Stylometry uses linguistic information found in a document to perform authorship recognition. In this talk, we will present how stylometry can be used to deanonymize users in multilingual underground forums. Our initial result shows that in spite of differences in languages and text lengths, regular stylometric methods perform well in identifying users in this context. We will also present the improved version of Anonymouth, a tool to anonymize written document, with user studies.

Stylometry identifies the author of an anonymous text by using linguistic features, a topic that we explore in detail at the Privacy, Security, and Automation Lab at Drexel University. In our previous talks at CCC, people have often asked us how well stylometry works on non-English texts and how well translation tools work at anonymizing texts. We will explore these topics in detail in this year’s talk. In particular, we have shown that machine translation does not obfuscate a writer’s writing style and an anonymous text that has been translated can be attributed to its original author with a 92% true-positive rate.

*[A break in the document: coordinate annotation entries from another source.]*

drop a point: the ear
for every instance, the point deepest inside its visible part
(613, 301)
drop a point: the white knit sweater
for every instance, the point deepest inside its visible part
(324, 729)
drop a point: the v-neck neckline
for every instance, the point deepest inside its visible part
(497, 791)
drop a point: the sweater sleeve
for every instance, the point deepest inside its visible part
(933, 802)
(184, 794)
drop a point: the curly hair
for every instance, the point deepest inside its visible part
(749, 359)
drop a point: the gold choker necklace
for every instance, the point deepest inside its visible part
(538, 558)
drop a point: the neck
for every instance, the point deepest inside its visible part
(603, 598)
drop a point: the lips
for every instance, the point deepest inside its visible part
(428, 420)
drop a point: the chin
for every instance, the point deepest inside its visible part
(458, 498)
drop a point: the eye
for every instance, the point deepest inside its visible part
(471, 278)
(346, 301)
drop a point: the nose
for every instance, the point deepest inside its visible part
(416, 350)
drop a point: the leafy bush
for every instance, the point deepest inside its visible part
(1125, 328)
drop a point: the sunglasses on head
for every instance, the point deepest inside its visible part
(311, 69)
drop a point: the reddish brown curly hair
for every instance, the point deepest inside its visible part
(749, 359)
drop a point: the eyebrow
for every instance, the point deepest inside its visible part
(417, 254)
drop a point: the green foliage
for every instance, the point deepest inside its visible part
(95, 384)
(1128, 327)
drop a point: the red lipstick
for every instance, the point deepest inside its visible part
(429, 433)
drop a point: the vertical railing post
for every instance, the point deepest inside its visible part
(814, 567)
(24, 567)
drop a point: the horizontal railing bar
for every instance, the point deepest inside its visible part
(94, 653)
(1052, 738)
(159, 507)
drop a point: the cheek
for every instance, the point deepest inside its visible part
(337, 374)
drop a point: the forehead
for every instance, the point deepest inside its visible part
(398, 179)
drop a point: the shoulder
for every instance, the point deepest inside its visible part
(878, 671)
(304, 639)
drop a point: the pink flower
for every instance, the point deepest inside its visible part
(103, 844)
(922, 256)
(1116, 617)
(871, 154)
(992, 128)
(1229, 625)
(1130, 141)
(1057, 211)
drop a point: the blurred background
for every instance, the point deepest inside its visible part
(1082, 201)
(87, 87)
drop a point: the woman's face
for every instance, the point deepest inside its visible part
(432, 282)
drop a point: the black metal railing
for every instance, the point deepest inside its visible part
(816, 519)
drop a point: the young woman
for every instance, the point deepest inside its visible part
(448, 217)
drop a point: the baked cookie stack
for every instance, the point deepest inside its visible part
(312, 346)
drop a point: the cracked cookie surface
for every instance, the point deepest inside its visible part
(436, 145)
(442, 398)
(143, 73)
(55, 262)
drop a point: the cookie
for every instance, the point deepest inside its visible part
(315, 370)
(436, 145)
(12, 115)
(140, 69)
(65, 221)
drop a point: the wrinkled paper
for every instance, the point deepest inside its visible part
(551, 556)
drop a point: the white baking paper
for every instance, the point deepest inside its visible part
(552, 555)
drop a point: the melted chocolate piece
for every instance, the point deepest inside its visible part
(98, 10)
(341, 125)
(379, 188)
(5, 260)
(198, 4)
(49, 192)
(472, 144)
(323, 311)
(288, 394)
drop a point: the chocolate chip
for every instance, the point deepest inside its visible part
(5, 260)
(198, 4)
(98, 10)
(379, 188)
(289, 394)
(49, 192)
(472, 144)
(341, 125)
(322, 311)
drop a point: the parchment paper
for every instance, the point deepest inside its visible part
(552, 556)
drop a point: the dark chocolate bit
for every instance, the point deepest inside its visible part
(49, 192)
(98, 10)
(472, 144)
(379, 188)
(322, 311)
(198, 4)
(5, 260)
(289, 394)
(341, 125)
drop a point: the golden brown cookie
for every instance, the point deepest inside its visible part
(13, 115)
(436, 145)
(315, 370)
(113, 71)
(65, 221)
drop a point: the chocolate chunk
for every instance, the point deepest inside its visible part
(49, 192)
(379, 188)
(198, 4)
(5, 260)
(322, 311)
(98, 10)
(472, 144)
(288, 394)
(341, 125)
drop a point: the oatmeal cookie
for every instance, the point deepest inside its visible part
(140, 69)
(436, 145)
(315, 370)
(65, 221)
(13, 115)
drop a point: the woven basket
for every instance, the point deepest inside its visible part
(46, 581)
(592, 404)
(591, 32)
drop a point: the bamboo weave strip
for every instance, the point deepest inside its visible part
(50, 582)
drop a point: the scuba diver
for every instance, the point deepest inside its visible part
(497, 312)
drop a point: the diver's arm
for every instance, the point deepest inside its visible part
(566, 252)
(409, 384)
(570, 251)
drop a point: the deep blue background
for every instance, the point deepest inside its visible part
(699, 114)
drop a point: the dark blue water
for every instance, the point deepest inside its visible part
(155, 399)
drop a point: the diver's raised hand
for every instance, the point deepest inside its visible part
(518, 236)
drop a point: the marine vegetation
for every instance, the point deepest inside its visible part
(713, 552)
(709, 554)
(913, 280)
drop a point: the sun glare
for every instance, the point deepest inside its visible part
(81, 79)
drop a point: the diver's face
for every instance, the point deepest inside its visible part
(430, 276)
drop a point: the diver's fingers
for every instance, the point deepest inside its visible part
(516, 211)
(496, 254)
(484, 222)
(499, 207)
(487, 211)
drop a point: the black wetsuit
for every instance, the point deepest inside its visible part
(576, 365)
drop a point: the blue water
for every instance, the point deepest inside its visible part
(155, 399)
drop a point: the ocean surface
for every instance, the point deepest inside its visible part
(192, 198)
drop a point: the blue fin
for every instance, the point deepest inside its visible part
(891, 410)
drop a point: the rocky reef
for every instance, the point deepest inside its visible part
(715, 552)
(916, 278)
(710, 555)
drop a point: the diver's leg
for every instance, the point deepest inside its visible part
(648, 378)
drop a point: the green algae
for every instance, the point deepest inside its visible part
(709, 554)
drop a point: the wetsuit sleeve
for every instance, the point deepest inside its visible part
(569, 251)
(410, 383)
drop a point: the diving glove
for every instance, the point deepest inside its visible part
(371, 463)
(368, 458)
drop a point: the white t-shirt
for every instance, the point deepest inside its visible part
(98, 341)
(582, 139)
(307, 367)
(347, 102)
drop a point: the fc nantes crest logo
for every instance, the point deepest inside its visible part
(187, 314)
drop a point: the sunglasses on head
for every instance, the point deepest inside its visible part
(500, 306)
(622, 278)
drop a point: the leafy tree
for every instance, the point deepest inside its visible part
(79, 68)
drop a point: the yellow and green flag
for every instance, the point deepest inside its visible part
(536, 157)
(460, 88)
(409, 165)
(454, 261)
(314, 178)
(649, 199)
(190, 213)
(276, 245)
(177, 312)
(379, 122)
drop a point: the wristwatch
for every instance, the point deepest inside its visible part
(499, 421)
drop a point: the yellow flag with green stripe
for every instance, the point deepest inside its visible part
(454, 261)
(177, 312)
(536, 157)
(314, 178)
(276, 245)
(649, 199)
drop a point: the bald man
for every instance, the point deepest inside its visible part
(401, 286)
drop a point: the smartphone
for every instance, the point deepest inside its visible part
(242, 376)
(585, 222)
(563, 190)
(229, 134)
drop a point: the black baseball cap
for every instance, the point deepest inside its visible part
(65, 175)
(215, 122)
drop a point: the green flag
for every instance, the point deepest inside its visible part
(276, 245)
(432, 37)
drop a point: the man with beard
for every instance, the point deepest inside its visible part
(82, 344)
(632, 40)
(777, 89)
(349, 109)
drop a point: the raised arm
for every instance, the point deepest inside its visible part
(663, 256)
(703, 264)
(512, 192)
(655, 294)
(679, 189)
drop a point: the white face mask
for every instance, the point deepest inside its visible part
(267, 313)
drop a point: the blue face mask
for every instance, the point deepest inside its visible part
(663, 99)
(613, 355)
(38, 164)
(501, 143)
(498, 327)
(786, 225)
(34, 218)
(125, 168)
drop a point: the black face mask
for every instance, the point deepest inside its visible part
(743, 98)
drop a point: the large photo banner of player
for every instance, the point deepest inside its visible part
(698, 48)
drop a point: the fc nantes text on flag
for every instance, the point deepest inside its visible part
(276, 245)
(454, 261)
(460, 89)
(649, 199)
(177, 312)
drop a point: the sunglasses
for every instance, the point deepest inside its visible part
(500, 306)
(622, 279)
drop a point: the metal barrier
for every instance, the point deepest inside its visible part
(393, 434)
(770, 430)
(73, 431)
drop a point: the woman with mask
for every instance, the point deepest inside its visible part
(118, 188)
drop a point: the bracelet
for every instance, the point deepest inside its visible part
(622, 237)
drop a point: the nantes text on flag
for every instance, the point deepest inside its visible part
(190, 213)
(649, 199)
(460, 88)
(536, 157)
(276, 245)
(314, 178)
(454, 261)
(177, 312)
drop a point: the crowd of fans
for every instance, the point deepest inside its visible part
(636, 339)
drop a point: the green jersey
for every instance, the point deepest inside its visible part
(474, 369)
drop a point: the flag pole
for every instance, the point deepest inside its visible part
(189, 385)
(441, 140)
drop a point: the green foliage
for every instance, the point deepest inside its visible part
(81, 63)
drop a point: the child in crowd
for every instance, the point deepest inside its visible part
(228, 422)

Next, we wanted to see what stylometry could do when applied to an interesting real world dataset containing short text in multiple languages. As a result, we applied stylometry to leaked underground forums. Online forums are frequently used by cyber-criminals around the world to establish trade relationship and exchange fraudulent goods and services such as the sale of stolen credit card numbers and compromised hosts, spamming, phishing, and online credential theft. These forums are popular among the cyber-criminals as they are easily accessible and provide some high degree of anonymity. In this work, we examine several multilingual underground forums, for example, thebadhackerz.com, blackhatpalace.com, www.carders.cc, free-hack.com, hackel1te.info, hack-sector.forumh.net, rootwarez.org, L33tcrew.org, antichat.ru. We did authorship attribution on these users and so far have had 72% success in correct attribution (however we believe this number will be significantly improved by the time of the talk as we continue our analysis and bring in new features).

Authorship attribution in the underground forums requires new features since the text used in these forums are multilingual, contain numerical information such as credit card and bank account numbers, and have many symbols in the URLs and services being shared. These properties of the text are not similar to common writing. We are expecting a significant increase in the accuracy once the above mentioned feature set is implemented. We will also present our results on user attribution across forums to see if we can detect users engaging in different forums or users who have multiple accounts in the same forum, since these users tend to get banned.

We also present some improvements we have made to the tool Anonymouth which was presented at 28C3 and helps a writer anonymize their text by making the suggested changes.